Tiffany & Co has said that its first quarter net income rose 3% as sales improved across all regions. The results beat Wall Street expectations.
Tiffany is a barometer of luxury spending so the latest results show the resilience among affluent shoppers despite economic challenges around the globe.
But the company remains cautious about the environment and said it was sticking to its profit outlook.
The high-end jewellery company known for its blue boxes earned $83.6m, or 65 cents per share, for the period ended April 30. That is up from $81.5m, or 64 cents per share, a year ago.
Excluding costs tied to staff and occupancy cuts, earnings were 70 cents per share. This easily beat the 53 cents per share analyst expected.
Revenue for the New York company rose 10% to $895.5m from $819.2m, topping Wall Street's $855.7 million estimate. Sales increased 9% globally to $895m.
The conversion of five Tiffany stores in the United Arab Emirates to company-run stores from independently-run stores in July helped other sales triple to $27m. Sales for the Asia-Pacific region rose 15% to $223m.

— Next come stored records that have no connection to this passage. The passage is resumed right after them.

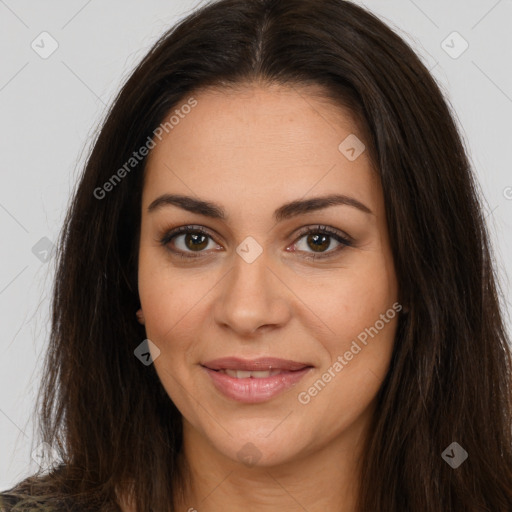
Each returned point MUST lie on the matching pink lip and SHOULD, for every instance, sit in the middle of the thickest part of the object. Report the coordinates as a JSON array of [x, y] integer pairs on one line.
[[262, 363], [254, 390]]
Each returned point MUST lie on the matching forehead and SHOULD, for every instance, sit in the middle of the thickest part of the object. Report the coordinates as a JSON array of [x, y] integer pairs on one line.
[[259, 140]]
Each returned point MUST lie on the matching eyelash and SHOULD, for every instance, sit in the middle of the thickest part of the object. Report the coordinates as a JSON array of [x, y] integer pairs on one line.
[[319, 229]]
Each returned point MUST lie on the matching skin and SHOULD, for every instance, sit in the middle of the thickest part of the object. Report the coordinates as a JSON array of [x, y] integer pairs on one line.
[[252, 150]]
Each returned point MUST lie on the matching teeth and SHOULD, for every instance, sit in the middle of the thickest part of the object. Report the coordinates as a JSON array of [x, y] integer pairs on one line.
[[243, 374]]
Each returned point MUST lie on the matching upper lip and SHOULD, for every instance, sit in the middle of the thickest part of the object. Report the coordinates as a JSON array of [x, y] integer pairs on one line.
[[261, 364]]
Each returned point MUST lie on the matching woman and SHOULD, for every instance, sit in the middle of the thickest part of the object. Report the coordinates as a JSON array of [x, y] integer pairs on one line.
[[275, 287]]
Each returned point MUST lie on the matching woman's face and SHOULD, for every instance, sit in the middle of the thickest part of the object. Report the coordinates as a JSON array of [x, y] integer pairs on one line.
[[246, 287]]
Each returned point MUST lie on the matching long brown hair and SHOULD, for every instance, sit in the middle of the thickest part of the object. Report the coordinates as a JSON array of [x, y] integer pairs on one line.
[[449, 380]]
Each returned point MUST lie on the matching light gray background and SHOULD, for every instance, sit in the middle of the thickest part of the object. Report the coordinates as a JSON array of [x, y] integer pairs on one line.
[[50, 108]]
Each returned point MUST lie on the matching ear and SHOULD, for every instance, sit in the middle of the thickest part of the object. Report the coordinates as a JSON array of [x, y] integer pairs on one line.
[[140, 316]]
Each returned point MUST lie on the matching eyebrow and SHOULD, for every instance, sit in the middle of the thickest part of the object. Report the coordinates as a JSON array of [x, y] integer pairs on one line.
[[286, 211]]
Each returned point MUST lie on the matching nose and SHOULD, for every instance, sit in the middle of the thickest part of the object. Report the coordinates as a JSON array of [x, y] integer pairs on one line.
[[252, 298]]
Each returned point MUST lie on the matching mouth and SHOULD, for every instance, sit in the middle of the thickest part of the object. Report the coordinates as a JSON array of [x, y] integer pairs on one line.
[[256, 380]]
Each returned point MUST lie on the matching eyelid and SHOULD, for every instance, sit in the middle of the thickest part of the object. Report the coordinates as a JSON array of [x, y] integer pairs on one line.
[[341, 237]]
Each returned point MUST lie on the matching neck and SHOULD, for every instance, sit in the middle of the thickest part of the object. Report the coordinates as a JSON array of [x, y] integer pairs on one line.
[[323, 479]]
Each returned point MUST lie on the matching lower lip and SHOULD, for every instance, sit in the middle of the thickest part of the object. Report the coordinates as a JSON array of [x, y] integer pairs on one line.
[[252, 390]]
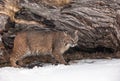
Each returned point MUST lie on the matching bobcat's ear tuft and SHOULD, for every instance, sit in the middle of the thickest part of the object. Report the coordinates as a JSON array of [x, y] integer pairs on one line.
[[76, 32], [76, 35], [65, 33]]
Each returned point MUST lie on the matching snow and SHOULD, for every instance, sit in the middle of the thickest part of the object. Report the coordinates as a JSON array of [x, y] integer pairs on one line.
[[83, 70]]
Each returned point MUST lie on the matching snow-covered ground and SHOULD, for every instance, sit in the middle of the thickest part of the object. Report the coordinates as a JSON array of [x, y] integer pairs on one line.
[[84, 70]]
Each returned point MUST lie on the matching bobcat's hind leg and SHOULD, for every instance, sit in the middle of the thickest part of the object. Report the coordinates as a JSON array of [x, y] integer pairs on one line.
[[59, 57]]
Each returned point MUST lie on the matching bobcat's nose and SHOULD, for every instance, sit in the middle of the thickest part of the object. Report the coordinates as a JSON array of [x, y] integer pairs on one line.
[[73, 45]]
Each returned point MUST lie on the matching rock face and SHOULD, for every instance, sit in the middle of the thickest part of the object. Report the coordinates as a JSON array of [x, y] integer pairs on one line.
[[98, 23]]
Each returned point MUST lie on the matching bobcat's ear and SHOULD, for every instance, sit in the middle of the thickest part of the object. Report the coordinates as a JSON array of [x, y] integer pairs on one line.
[[76, 35], [76, 32], [65, 33]]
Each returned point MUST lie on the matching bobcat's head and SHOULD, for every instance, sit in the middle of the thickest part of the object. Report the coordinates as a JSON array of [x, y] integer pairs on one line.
[[71, 40]]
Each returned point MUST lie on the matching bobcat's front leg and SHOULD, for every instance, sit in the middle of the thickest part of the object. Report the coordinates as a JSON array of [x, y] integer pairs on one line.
[[59, 57]]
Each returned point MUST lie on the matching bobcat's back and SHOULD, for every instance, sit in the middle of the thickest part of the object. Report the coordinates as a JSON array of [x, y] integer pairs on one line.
[[42, 43]]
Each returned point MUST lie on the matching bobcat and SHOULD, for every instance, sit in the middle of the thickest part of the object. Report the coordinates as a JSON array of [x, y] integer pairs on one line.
[[29, 43]]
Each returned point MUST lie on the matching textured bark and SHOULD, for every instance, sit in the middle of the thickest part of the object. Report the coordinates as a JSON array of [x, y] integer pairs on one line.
[[98, 23]]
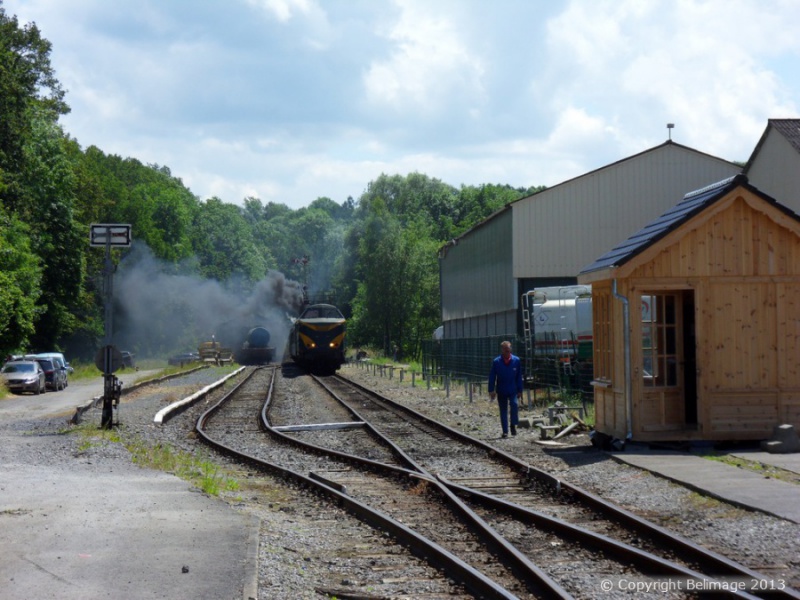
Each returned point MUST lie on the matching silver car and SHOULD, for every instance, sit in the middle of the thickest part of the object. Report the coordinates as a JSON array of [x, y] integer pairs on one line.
[[24, 376]]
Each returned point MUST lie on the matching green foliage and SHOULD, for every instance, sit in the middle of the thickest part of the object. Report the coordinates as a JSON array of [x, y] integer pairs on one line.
[[376, 258], [20, 281], [224, 243]]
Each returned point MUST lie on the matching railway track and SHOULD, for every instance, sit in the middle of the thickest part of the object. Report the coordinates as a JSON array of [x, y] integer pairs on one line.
[[539, 514], [504, 529]]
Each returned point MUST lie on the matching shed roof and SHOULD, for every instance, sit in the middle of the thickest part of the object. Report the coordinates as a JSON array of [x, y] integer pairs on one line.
[[692, 204], [788, 128]]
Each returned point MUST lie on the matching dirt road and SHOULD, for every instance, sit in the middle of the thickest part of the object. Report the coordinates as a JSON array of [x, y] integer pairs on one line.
[[51, 404]]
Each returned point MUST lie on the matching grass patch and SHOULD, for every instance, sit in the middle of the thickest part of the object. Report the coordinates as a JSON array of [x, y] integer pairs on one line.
[[200, 471], [768, 471]]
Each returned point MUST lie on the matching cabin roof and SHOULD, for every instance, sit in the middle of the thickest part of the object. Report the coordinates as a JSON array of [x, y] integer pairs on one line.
[[692, 204], [788, 128]]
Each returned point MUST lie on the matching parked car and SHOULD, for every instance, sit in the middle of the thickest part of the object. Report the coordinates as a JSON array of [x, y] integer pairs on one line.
[[128, 359], [185, 358], [55, 373], [24, 376], [58, 355]]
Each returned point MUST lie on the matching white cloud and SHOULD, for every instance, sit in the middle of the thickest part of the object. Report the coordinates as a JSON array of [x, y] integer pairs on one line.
[[428, 62], [289, 100]]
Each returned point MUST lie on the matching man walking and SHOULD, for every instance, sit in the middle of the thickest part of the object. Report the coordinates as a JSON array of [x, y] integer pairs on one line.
[[506, 378]]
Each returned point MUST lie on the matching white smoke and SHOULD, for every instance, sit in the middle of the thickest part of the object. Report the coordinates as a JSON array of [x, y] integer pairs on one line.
[[161, 309]]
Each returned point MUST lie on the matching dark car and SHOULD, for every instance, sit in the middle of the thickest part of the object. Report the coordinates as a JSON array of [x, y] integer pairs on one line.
[[55, 374], [24, 376], [183, 359], [128, 359]]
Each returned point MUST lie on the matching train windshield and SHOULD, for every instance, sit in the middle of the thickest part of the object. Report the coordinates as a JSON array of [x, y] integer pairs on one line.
[[321, 312]]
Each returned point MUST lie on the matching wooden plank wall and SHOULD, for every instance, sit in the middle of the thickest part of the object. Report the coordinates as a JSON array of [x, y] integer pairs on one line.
[[744, 265]]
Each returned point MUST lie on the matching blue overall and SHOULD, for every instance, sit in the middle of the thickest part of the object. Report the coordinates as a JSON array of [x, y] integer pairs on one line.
[[506, 379]]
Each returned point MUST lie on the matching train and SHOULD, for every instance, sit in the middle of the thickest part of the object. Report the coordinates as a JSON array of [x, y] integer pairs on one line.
[[248, 339], [255, 350], [557, 321], [317, 339]]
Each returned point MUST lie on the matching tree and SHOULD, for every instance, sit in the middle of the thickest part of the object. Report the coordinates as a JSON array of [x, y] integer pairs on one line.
[[20, 277], [224, 244], [49, 187], [27, 80]]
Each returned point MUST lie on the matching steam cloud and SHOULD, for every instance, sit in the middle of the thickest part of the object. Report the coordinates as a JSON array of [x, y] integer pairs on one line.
[[160, 311]]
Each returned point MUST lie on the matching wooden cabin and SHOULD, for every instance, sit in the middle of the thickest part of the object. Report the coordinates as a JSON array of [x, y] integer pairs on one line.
[[697, 321]]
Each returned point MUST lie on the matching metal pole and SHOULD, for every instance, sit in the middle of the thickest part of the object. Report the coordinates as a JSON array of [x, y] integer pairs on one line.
[[107, 418]]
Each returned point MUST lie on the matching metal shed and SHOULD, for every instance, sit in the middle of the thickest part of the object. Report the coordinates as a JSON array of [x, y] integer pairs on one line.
[[697, 321], [774, 166], [545, 239]]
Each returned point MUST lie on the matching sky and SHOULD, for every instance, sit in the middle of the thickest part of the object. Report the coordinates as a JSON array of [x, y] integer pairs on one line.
[[292, 100]]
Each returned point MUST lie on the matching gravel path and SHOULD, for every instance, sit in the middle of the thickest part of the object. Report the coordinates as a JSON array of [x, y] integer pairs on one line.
[[292, 550]]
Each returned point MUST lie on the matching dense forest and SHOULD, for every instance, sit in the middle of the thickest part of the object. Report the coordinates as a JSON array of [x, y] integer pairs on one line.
[[192, 260]]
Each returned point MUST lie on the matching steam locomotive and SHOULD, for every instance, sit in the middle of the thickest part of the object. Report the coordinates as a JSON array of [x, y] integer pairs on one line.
[[255, 350], [317, 338], [248, 340]]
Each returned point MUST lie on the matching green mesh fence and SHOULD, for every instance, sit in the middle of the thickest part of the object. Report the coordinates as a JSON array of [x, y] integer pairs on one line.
[[550, 377]]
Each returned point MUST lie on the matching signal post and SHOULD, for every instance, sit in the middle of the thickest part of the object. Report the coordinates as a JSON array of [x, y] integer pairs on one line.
[[109, 358]]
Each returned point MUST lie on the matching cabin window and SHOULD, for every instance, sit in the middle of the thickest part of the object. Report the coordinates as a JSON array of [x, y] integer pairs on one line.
[[602, 337], [659, 340]]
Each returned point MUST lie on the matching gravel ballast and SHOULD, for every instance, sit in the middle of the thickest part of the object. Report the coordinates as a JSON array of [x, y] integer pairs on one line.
[[298, 530]]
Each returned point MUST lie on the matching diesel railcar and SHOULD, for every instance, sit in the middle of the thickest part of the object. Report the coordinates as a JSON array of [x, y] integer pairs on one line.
[[317, 339]]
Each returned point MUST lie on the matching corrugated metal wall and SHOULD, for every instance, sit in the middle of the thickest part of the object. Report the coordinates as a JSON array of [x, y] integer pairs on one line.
[[476, 273], [559, 231], [775, 171]]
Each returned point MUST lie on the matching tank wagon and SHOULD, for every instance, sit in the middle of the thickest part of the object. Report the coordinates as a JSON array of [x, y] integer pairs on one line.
[[317, 338]]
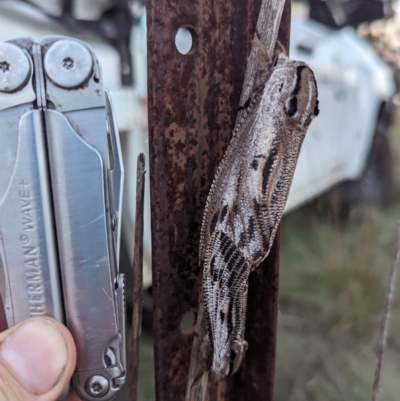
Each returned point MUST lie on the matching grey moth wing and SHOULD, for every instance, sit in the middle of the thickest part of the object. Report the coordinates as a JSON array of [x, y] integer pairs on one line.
[[247, 199]]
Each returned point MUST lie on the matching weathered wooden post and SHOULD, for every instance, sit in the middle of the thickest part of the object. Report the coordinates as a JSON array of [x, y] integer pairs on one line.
[[192, 109]]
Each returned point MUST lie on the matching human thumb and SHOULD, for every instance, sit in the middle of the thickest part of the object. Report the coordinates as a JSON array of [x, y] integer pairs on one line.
[[37, 359]]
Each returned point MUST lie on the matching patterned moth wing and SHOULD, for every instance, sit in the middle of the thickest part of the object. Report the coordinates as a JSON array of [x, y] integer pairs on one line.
[[247, 199]]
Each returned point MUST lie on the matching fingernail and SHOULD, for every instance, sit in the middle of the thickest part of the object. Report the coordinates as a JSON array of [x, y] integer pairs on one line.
[[36, 354]]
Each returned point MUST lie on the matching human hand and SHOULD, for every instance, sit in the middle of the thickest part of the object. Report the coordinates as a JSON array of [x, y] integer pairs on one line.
[[37, 359]]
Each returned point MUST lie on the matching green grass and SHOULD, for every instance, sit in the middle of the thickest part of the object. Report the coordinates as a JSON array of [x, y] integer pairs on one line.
[[333, 281]]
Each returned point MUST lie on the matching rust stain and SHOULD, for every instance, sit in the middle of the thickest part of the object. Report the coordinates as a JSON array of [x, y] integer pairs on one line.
[[192, 109]]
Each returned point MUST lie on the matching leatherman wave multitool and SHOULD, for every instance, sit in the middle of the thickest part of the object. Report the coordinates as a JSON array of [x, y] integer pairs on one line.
[[61, 178]]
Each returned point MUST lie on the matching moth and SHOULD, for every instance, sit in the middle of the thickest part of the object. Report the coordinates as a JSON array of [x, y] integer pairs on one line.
[[248, 196]]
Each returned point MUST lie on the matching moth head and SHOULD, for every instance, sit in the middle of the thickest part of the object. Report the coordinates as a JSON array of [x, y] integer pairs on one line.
[[298, 91], [231, 360]]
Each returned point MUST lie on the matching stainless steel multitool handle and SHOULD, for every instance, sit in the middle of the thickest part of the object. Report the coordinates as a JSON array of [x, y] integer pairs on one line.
[[61, 178]]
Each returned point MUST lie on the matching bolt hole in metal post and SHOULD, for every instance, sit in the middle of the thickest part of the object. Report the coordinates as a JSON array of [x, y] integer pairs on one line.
[[184, 39], [68, 63], [4, 66], [188, 323]]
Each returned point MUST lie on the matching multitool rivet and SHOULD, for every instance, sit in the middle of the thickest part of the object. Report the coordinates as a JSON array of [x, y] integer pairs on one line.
[[68, 64], [97, 386], [14, 67]]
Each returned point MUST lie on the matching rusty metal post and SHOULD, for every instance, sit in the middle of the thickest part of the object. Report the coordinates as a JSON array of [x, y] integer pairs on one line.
[[192, 109]]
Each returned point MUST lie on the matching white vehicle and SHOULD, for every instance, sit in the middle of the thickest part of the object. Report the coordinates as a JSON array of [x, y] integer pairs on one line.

Sales were helped by promotional events tied to Tiffany's 175 anniversary as well as a tie-in for "The Great Gatsby" movie, for which the company designed the jewellery.
In the Americas, sales climbed 6% to $408m. European sales also increased 6% to $93m, while sales in Japan rose 2% to $145m.
Chairman and chief executive Michael Kowalski said in a statement that the chain was sticking with its guidance because of ongoing soft sales in the Americas and the weaker yen. The company had 275 stores by the end of the quarter.